The cloudy outlook is reflected in the strategies CFOs are pursuing to prepare their companies for a downturn. More than half have reduced spending and more than one-third have lowered headcount.
"What the survey shows is the concern over trade policy and tariffs," Sanford ("Sandy") Cockrell, Deloitte's global CFO program leader, told CFO Dive. "Correlated against this demographic of companies [large multinationals], it is a huge concern."
Cockrell said the findings reflect sentiment at the end of last year, when CFOs were putting the finishing touches on their 2020 budget projections, and reflect the difficulties of trying to plan in an environment of unpredictable trade and tariff policy.
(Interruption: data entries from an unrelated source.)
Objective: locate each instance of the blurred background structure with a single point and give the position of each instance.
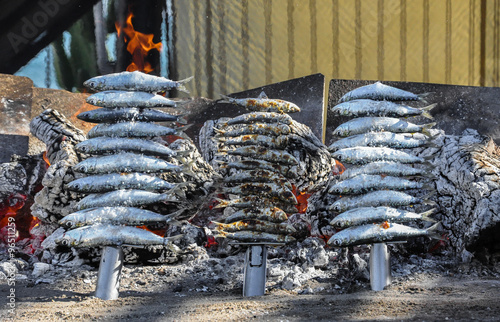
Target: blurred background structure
(231, 46)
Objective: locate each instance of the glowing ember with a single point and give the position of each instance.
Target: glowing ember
(210, 242)
(139, 45)
(301, 200)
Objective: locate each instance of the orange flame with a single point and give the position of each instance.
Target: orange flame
(139, 45)
(301, 199)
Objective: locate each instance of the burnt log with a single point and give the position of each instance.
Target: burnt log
(467, 171)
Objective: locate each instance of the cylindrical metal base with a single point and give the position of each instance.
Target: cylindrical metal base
(254, 282)
(108, 280)
(380, 267)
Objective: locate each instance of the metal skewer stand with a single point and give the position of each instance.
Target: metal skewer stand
(380, 267)
(110, 268)
(254, 282)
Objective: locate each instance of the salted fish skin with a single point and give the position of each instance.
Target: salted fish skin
(367, 107)
(130, 216)
(135, 81)
(262, 117)
(262, 104)
(379, 91)
(125, 162)
(111, 235)
(377, 198)
(376, 233)
(367, 215)
(363, 155)
(124, 198)
(133, 129)
(270, 129)
(120, 114)
(386, 168)
(367, 124)
(116, 98)
(368, 182)
(103, 145)
(117, 181)
(382, 139)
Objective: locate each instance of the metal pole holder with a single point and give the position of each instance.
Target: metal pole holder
(110, 269)
(380, 267)
(254, 282)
"Most all of these companies are calendar-year companies and they just came off of their 2020 planning cycle," he said. "The complications of figuring out what [unpredictable trade and tariff policy] does to your international supply chains, margins and profitability is really hard. There’s a sense of frustration. I sense that in clients I work with every day. Not having the clarity to plan and budget properly. That’s got to do with this."
In response to the uncertain outlook, CFOs pursuing more defensive positions are looking to make budget cuts.
"The first place they look is around discretionary spending," he said. "So, travel budgets, training — these are some of the first places to go. Secondly, over a third said they are reducing headcount. And they will reduce hiring."
They’re also delaying investment, incorporating cost controls, and otherwise finding cuts on the margin.
"It’s always hard to lower spending in a less disruptive way," he said. "2020 budgets were constructed with the view that we were going to have a downturn, so companies across the board were already building into their budgets either no increases in spending or were looking for certain targets for the business to find some savings."